I have to prove that $$f(x)=\frac1{(1+x^2)^{\frac{\alpha}{2}}\ln(2+x^2)}, \ \ \ 0<\alpha<1$$ belongs to $W^{1,p}(\mathbf{R})$ for $p\in[\frac1{\alpha},\infty]$ and that it does not belong to $L^p$ for $p\in[1,\frac1{\alpha})$.
Since $f$ is even and positive I can only discute the convergence of this integral $$\int_2^\infty f(x)^p dx.$$ $f$ is defined on the whole real line, so I need only to discute its behaviour at $\infty$.

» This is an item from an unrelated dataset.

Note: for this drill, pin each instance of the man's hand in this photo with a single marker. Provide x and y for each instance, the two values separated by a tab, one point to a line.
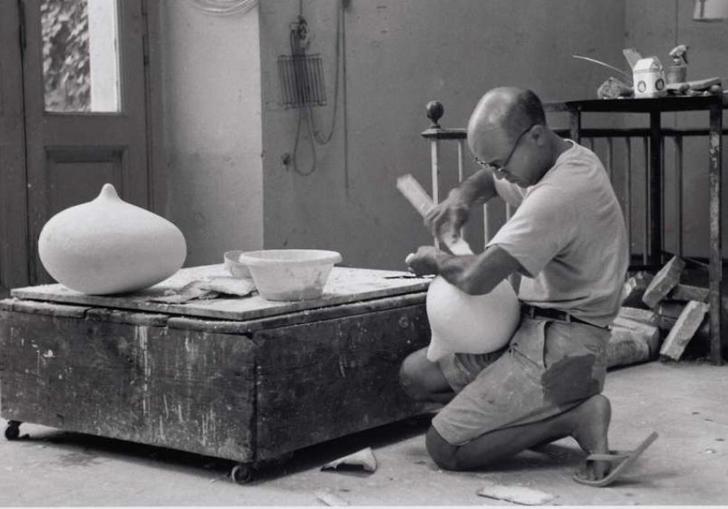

But I have that $$f(x)\sim \frac1{(x^2)^{\frac{\alpha}{2}}\ln(x^2)}=\frac1{2x^\alpha\ln(x)}$$ therefore $$\int_2^\infty f(x)^p dx\sim\frac12\int_2^\infty\frac1{x^{\alpha p}\ln^p(x)} dx.$$
Since the last integral converges iff $\alpha p\ge1$, I can assert that $$f\in L^p(\mathbf{R})\Leftrightarrow p\in[\frac1{\alpha},\infty].$$
Am I wrong? And, now, I could I prove that $f\in W^{1,p}(\mathbf{R})$ for such $p$?